June 6, 2013
With its world premiere on opening night of the Sydney Film Festival, the spotlight burned bright uponMystery Road and its auteur Ivan Sen. The one man filmmaking machine wrote, directed, shot, produced, edited and scored this outback crime saga, crafting a sober slow burn punctuated by vignettes from a superb supporting cast.
Leading the charge is Aaron Pedersen as Jay Swan, the detective who sets about investigating the murder of a young Aboriginal girl. Looking a little more cowboy than coppa, Jay has just returned from the big smoke and as his Holden makes the dusty rounds of this rural community, it’s clear no welcome wagon is set to follow. Instead Jay comes up against an ineffectual Sergeant (Tony Barry) and an affably antagonistic drug cop (Hugo Weaving); both of whom seem keen to let sleeping dogs lie.
Pedersen is commanding on screen as the committed detective with the unenviable task of questioning his own. Taciturn and thoughtful in turn, he traverses Mystery Road with impressive skill – indeed he is in practically every shot. But while the lone gun is certainly a Western convention, there’s a reason most cop films come in the ‘buddy’ variety. With no partner to banter with, or no baddie to cut away to – No Country for Old Men style – the film drags. Sen instead chooses to dot his landscape with with a series of intriguing cameos from the likes of Ryan Kwanten, Jack Thompson, Tasma Walton, David Field, Roy Billing, Damian Walshe-Howling, and the wild haired Jack Charles.
Rather than unfolding in a series of twists and turns, this story spirals down, with each revelation striking a little closer to home for Jay. But the effect is almost squandered again by the film’s spluttering pace. On the one hand Sen is an expansive filmmaker who enjoys creating a sense of durée. This was true of his beautiful debut, Beneath Clouds, where we follow two teens on the road, as well as his recent Toomelah, where the audience is embedded with a remote indigenous community. The weight of time is felt here – partially to palpably disquieting effect – but on the other hand it threatens to sap the film of mystery.
The ever-entertaining Weaving picks up the pace with his supporting role. Rocking the double denim as hard as he does his scenes as Jay’s suspicious fellow cop, the amount of malevolence and amiable menace that man can weave (sorry) into a scene is impressive. Constantly referring to ‘Jay Boy’, with its patronising and faintly racist overtones, Weaving is bottled lightening, and the perfect foil to Pedersen’s on screen stoicism.

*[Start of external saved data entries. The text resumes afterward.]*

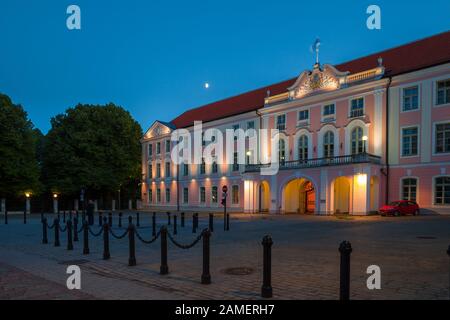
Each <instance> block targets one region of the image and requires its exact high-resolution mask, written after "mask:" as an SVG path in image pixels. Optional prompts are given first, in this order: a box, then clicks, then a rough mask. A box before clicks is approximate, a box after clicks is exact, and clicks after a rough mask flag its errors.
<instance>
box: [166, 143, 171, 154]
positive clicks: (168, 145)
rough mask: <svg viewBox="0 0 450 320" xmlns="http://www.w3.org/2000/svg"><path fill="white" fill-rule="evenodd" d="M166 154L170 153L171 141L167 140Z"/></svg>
mask: <svg viewBox="0 0 450 320" xmlns="http://www.w3.org/2000/svg"><path fill="white" fill-rule="evenodd" d="M166 153H170V140H166Z"/></svg>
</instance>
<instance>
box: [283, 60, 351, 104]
mask: <svg viewBox="0 0 450 320" xmlns="http://www.w3.org/2000/svg"><path fill="white" fill-rule="evenodd" d="M347 74H348V72H340V71H338V70H337V69H336V68H334V67H333V66H331V65H329V64H325V65H324V66H323V68H321V67H320V65H319V64H315V65H314V69H313V70H312V71H304V72H303V73H302V74H301V75H300V76H299V77H298V78H297V81H296V82H295V83H294V85H292V86H291V87H290V88H288V90H289V97H290V98H291V99H299V98H303V97H305V96H307V95H310V94H315V93H320V92H326V91H332V90H337V89H339V88H340V83H341V81H340V79H341V78H344V77H345V76H346V75H347Z"/></svg>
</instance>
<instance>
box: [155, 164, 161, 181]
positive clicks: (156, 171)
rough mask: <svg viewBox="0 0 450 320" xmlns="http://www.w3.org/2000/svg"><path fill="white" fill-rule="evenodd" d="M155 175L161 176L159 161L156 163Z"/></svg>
mask: <svg viewBox="0 0 450 320" xmlns="http://www.w3.org/2000/svg"><path fill="white" fill-rule="evenodd" d="M156 177H157V178H161V163H157V164H156Z"/></svg>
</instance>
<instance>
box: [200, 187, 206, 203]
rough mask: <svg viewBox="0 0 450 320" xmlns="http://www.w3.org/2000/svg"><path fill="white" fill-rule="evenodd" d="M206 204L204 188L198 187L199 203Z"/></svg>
mask: <svg viewBox="0 0 450 320" xmlns="http://www.w3.org/2000/svg"><path fill="white" fill-rule="evenodd" d="M205 202H206V189H205V187H200V203H205Z"/></svg>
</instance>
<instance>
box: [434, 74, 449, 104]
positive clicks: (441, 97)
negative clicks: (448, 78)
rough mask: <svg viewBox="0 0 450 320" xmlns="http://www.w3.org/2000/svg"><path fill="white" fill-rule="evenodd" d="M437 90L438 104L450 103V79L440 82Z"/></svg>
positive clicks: (436, 85) (436, 98)
mask: <svg viewBox="0 0 450 320" xmlns="http://www.w3.org/2000/svg"><path fill="white" fill-rule="evenodd" d="M436 90H437V92H436V104H446V103H450V79H447V80H443V81H438V82H437V85H436Z"/></svg>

Two other standout performances come from Kwanten and Field, as both bring a more odiously explicit racism to the surface with fabulously laidback fiendishness. Less successfully explicit, however, are some of Sen’s naming decisions: Mystery Road is one thing, but Massacre Creek and Slaughter Hill are so on the nose they almost ruin the film’s stunning locations.
At 111 minutes, the climactic shootout feels too far down the road, although it proves a fascinating (and picturesque) destination. And ultimately, despite sharing similar ground with the Coen Brothers’ No Country for Old Men, or even the successful Danish series The Killing, Mystery Road is significantly more understated expedition. But should it have been? It seems Iven Sen is in need of an editor. His vision and work ethic are astounding, and absolutely worthy of celebrating on the big screen. But one can only wonder how much more mysterious the film might have been with another set of eyes in the editing suite.